Offering some respite to the Spanish government that is under pressure to officially request a European bailout, Moody's Investors Service on Tuesday left its Spanish sovereign rating unchanged at investment grade, but with a 'negative' outlook.
For today's rating decision, the rating agency cited a number of positive developments since June, including the European Central Bank's announcement of the bond-purchase program and evidence of the Spanish government's continued commitment to implement the fiscal and structural reform measures.
Moody's has a Baa3 rating on Spanish government bonds. The ratings agency found that the risk of the Spanish sovereign losing market access has been materially reduced by the willingness of the ECB to undertake outright purchases of Spanish government bonds to contain their price volatility.

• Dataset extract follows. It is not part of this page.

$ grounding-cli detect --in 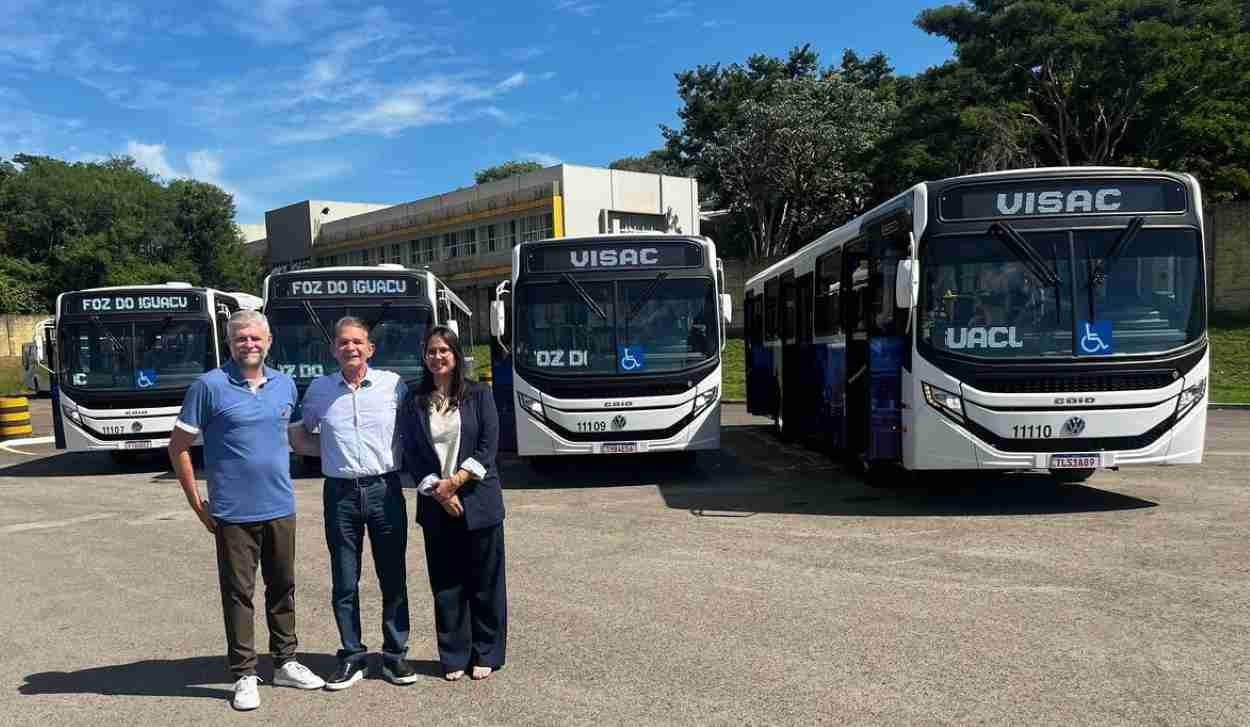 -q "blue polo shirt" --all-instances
[176,361,299,522]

The rating agency believes Spain will likely apply for a precautionary credit line from the European Stability Mechanism (ESM). "Entry into an ESM precautionary program would not in itself lead to a downgrade as long as the rating agency believes that the government is likely to retain access to private capital markets," Moody's said in a statement.

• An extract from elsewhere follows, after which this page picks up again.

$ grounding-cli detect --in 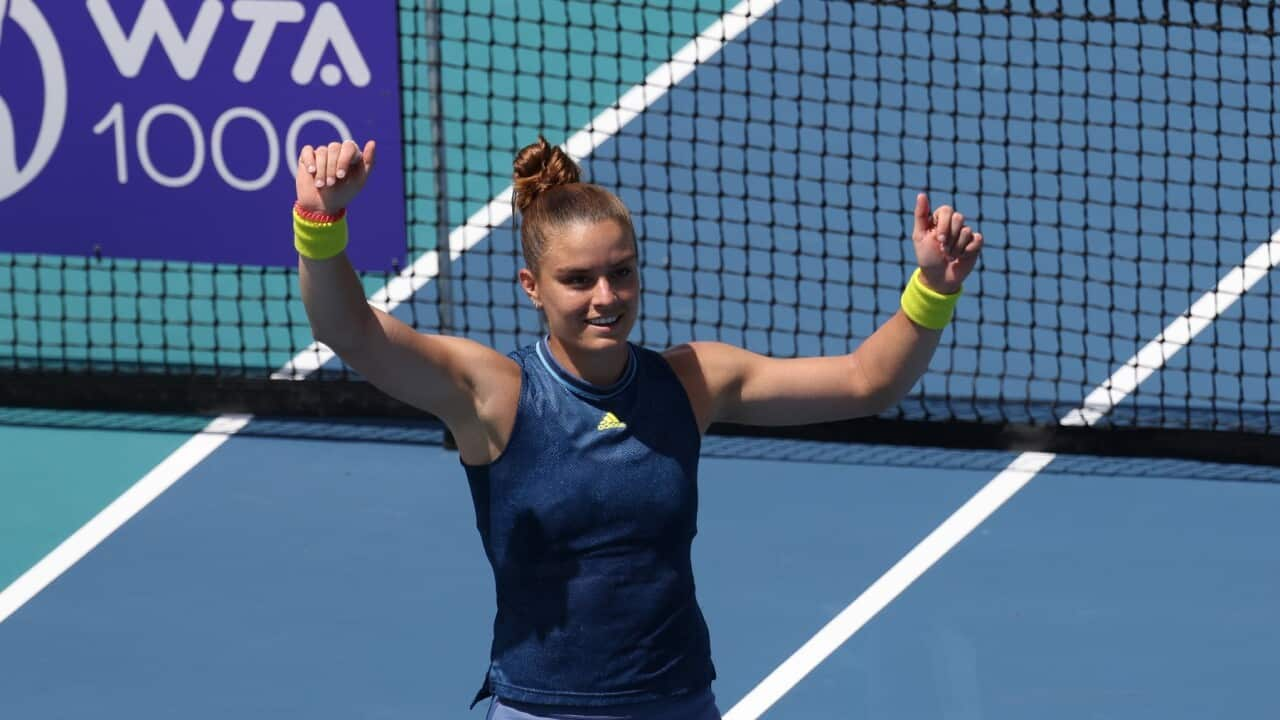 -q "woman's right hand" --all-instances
[297,140,378,215]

The rating decision was also influenced by evidence of the Spanish government's continued commitment to implement the fiscal and structural reform measures that are needed to stabilize its debt trajectory.
Also, the ongoing progress towards restructuring the Spanish banking sector and enhancing the solvency of the affected banks is expected to restore market confidence in Spain's banking system as a whole.

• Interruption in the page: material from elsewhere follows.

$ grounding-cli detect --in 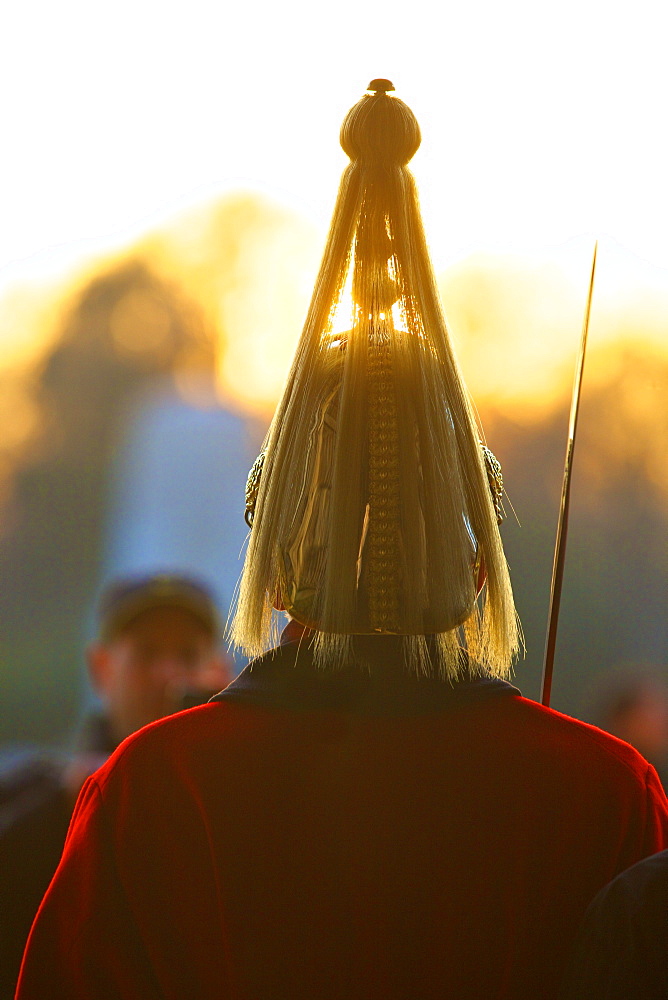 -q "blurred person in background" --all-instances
[560,851,668,1000]
[586,665,668,789]
[0,574,231,1000]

Moody's said combined efforts by euro area, ECB and the Spanish government should allow the country to maintain capital market access at reasonable rates, providing it with the time it needs to stabilise public debt over the next few years.
The 'negative' rating outlook reflects Moody's assessment that the risks to its baseline scenario are high and skewed to the downside. Spain's credit standing would be negatively affected by a lack of progress in placing the country's public finances on a sustainable footing. Shocks at the euro area level could also have negative repercussions on the rating, Moody's said.
Last week, rating agency Standard & Poor's downgraded the country's rating by two notches to BBB-, the lowest investment grade possible. S&P had highlighted the mounting risks to public finances from rising economic and political pressures, while warning of a possible further downgrade.
The deepening economic recession acts as a constraint in Spain's government policy actions. Further, drift between central and local governments are rising with local elections approaching.
Spain has so far avoided seeking an external bailout. The European Union leaders are meeting in Brussels on Thursday and speculations are rife that Spain will request a bailout very soon.
Earlier this month, the International Monetary Fund said Spain is likely to miss its deficit targets again despite significant fiscal measures taking effect in the second half of the year.